Una settimana dopo, egli ritornò in Israele. Si sentiva distrutto e senza speranze, un uomo vuoto. Non aveva più dove rivolgersi. Restava solo la benedizione del Rebbe che, pur rimanendogli incomprensibile, rappresentava per lui il suo unico filo di speranza. Passò una settimana, quando il suo telefono squillò. All’altro capo del filo, uno dei funzionari dal cuore di pietra, la cui voce ormai conosceva fin troppo bene. Aveva parlato a quell’uomo decine di volte, pregandolo, supplicandolo, cercando di mantenere la calma, ma senza successo. Ora, il funzionario lo stava chiamando. “Chadad? Mi ascolti. Deve venire nei nostri uffici, ora! Mi avete sentito? Venite subito! Avete appena vinto alla lotteria!! Mi sentite, Chadad? È una cosa che non è mai successa prima!” “Lotteria?” egli rispose. “Che lotteria? Di cosa sta parlando? Non ho comprato nessun biglietto della lotteria. Cos’è? Uno scherzo?” “No!” disse la voce dall’altra parte. “È per davvero! Ascolti! Il capo del dipartimento ha dato un’occhiata al vostro caso e ha deciso di scalare due milioni e ottocentocinquantamila shekel dal vostro debito! Non dovete pagare che centocinquanta mila shekel! Mi sentite, Chadad?!”

Ariel era scioccato. Due milioni…. andati!? Ma, per quanto la gioia avrebbe dovuto sopraffarlo, non fu così. Il fatto è, che anche quella cifra rimanente di centocinquantamila shekel, era una somma per lui impossibile da pagare. Ma la benedizione del Rebbe aveva solo cominciato a funzionare; nelle settimane successive, i funzionari trovarono il modo di decurtare il debito di altri sessantamila shekel e rateizzare i restanti novantamila lungo un arco di diversi anni. Il primo dollaro del Rebbe aveva fatto il suo lavoro!

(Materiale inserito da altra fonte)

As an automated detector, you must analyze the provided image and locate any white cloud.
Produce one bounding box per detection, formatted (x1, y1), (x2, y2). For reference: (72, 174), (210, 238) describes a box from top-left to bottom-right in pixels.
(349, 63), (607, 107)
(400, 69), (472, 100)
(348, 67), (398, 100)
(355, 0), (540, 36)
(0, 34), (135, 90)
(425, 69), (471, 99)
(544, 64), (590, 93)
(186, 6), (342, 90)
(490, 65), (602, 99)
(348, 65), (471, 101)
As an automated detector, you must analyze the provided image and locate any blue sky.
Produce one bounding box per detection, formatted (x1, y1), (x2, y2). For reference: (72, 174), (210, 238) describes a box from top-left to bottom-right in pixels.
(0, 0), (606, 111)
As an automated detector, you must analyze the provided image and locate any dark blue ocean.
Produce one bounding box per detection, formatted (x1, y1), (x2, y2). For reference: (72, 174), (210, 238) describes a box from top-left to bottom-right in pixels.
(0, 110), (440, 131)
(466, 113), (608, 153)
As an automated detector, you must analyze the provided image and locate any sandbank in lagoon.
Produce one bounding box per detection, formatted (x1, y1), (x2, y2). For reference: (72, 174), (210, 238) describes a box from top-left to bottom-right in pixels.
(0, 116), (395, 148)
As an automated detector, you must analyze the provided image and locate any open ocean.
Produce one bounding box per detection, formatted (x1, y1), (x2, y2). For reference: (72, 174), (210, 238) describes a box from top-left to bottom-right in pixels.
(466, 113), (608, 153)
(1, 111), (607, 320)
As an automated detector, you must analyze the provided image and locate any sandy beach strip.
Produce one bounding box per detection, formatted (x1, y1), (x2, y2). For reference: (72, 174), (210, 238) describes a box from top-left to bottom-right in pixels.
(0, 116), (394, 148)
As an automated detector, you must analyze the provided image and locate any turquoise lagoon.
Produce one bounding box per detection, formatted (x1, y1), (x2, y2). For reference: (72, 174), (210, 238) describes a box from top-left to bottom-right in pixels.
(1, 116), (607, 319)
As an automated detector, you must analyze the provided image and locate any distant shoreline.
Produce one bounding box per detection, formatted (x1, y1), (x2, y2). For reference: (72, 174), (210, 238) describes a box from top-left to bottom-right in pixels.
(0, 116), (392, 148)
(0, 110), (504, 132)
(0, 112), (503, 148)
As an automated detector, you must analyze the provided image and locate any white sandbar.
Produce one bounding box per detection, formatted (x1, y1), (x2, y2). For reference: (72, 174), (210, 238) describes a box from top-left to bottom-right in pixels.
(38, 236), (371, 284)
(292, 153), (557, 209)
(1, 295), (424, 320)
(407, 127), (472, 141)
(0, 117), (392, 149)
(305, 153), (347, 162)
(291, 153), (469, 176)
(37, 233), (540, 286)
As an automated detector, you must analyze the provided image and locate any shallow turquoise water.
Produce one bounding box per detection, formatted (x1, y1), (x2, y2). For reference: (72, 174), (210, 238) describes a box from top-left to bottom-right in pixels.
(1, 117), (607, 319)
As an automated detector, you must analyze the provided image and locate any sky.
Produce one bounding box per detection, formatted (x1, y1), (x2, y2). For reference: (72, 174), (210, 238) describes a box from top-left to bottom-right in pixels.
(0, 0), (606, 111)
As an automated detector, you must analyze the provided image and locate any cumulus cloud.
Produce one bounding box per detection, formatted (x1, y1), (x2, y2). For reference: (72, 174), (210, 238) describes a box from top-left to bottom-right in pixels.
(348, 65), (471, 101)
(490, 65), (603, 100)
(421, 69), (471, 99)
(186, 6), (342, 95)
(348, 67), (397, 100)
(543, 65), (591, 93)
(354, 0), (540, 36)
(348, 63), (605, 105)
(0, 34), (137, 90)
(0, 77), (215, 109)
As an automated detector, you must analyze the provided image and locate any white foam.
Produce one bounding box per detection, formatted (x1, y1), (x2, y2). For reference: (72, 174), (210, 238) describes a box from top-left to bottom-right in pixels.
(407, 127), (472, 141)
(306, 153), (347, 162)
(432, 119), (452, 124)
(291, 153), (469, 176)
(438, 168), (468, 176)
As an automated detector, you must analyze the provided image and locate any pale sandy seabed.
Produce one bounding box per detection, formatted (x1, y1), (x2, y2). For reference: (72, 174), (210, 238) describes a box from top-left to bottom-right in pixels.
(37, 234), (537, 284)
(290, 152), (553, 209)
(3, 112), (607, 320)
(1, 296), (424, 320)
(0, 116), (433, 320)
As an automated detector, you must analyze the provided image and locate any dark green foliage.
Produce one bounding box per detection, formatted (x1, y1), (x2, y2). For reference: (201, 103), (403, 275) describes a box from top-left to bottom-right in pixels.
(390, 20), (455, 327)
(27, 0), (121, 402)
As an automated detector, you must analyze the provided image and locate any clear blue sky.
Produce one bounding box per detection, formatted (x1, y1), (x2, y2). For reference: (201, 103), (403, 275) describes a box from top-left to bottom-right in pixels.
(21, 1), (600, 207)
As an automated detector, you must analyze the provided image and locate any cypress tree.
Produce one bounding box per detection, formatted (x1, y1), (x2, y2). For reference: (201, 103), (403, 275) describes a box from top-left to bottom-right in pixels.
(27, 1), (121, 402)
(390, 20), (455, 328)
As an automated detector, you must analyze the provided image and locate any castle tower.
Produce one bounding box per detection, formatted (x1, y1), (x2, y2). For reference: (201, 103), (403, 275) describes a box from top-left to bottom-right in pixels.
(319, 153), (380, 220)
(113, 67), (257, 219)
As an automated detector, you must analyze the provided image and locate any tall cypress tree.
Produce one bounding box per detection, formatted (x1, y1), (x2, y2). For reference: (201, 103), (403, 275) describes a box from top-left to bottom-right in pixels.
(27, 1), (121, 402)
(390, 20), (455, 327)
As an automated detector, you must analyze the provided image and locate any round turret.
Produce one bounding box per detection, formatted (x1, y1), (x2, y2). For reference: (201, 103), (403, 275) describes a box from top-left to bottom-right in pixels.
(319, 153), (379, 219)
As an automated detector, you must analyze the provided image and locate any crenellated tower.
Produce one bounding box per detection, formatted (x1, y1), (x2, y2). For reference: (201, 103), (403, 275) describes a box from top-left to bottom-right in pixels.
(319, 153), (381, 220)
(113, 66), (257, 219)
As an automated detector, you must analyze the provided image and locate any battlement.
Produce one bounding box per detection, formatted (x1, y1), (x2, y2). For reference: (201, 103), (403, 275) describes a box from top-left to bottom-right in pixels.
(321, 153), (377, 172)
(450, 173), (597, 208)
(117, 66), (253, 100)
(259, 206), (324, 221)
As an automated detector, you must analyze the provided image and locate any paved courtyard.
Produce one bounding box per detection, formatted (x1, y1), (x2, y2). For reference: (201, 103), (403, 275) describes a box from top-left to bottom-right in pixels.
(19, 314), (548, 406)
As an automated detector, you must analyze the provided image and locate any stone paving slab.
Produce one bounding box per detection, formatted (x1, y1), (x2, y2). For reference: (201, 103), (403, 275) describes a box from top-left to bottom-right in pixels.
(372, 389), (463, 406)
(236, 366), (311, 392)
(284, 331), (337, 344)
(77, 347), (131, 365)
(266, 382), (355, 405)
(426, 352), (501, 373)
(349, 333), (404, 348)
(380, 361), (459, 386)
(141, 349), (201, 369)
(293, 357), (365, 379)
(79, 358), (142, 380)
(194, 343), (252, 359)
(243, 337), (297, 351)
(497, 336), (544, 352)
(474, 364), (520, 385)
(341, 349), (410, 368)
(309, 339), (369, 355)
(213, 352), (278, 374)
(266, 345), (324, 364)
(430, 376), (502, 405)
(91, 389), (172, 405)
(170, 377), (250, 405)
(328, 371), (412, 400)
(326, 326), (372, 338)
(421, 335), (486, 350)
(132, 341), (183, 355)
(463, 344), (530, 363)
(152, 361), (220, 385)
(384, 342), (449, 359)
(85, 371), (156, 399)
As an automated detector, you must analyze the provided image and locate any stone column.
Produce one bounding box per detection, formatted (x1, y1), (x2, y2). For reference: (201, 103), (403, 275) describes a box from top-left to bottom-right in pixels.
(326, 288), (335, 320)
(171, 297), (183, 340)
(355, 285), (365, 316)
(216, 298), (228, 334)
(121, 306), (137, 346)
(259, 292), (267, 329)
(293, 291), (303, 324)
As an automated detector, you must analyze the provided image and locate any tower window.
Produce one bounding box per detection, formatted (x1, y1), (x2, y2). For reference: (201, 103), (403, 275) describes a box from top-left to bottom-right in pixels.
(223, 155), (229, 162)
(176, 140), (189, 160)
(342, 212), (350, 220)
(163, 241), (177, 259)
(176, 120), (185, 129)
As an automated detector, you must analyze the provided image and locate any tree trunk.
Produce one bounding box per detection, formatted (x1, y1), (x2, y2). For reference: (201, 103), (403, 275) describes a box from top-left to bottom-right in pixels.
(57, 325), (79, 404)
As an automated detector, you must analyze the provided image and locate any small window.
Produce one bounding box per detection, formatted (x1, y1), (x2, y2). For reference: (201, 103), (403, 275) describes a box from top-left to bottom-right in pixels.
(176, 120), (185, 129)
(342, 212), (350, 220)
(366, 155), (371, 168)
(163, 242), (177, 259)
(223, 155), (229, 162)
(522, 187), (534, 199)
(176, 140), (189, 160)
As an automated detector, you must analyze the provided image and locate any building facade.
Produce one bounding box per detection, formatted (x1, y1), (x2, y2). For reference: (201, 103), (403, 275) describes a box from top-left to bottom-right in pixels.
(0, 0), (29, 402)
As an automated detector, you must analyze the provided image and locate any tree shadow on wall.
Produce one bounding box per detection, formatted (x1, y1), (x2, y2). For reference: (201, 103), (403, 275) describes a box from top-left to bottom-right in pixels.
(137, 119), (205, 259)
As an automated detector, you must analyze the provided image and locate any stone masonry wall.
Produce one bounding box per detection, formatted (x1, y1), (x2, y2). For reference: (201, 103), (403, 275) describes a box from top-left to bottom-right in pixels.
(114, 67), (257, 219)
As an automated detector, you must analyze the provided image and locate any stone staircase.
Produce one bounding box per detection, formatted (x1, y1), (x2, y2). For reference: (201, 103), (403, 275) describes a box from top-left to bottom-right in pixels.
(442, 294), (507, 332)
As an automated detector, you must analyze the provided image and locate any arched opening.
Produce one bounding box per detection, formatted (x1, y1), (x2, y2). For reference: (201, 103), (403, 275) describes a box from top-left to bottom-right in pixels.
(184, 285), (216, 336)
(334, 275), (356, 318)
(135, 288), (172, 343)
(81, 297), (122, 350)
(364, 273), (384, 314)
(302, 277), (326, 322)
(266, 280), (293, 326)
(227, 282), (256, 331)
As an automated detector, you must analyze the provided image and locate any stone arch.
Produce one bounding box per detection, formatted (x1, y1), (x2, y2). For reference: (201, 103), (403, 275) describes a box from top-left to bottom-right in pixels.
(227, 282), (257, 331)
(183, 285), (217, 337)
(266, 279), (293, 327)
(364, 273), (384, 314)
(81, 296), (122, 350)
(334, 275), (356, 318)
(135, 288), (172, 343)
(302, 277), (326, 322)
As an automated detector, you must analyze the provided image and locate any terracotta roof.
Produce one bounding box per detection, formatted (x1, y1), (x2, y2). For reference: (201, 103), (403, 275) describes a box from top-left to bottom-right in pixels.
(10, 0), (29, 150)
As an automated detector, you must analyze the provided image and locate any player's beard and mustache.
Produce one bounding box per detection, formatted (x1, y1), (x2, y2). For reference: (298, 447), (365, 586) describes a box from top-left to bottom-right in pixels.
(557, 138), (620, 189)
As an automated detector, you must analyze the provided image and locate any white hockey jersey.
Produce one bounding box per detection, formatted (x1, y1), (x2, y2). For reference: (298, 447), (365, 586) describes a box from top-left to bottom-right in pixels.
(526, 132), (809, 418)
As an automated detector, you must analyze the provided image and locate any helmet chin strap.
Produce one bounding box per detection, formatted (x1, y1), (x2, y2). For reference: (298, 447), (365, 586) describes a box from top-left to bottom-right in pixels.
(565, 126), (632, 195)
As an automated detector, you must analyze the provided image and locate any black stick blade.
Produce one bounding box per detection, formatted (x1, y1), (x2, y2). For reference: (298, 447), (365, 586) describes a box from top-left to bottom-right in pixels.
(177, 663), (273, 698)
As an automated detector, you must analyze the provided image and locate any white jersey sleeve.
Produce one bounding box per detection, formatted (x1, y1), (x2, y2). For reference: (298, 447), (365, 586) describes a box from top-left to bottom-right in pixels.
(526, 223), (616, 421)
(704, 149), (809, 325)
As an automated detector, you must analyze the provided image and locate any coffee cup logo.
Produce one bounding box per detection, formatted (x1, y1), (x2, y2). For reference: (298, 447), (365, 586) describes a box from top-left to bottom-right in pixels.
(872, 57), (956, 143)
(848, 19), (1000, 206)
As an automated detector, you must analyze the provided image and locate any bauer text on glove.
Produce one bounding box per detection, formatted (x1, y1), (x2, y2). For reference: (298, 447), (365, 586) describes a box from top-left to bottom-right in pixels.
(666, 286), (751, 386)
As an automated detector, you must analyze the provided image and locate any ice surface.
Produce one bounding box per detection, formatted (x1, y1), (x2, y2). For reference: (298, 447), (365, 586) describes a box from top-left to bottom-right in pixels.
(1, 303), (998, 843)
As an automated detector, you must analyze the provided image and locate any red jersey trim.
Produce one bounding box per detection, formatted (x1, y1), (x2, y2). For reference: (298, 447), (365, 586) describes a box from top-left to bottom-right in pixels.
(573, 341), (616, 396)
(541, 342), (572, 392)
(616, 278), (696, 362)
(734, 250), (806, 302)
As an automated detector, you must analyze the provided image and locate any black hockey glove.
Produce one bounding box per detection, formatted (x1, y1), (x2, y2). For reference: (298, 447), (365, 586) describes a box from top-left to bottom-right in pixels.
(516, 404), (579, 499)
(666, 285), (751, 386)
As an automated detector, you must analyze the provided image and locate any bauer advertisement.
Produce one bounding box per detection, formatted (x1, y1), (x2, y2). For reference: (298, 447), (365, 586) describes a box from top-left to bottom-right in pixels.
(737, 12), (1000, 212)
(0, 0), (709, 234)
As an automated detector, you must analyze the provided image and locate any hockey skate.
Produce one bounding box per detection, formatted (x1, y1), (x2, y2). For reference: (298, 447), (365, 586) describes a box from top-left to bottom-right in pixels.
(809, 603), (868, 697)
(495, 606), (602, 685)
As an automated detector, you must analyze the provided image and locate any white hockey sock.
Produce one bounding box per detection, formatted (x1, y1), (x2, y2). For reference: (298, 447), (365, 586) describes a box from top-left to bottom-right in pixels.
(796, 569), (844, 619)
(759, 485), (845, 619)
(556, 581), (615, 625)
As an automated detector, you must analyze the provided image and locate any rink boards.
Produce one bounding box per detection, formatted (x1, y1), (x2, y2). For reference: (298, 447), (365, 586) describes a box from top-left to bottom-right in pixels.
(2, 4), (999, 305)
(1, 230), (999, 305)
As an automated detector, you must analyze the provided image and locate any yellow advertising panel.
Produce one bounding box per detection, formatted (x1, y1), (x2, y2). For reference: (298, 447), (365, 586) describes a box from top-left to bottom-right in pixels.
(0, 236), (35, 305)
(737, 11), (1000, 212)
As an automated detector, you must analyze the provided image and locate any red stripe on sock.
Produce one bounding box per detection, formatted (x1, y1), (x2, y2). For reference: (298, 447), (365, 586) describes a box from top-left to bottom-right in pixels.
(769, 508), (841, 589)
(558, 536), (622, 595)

Qualche mese dopo, Ariel ricevette da un buon amico la proposta di aprire un negozio di ferramenta in società. Egli vendette la sua ‘vecchia’ attività e utilizzò il denaro ricavato per aprire la ‘nuova’, ottenendo un successo immediato, che andò oltre qualsiasi previsione. Era questa la nuova attività della quale il Rebbe aveva parlato. Ma il profitto principale non fu il denaro. Fu invece il risveglio spirituale che accompagnò quei dollari. Ariel Chadad divenne una delle migliaia di persone, che si sono rese conto che il successo e il denaro non sono lo scopo della vita, ma piuttosto un mezzo. Lo scopo è quello di interessarsi della stessa cosa della quale il Rebbe si occupa: rendere il mondo un luogo perfetto.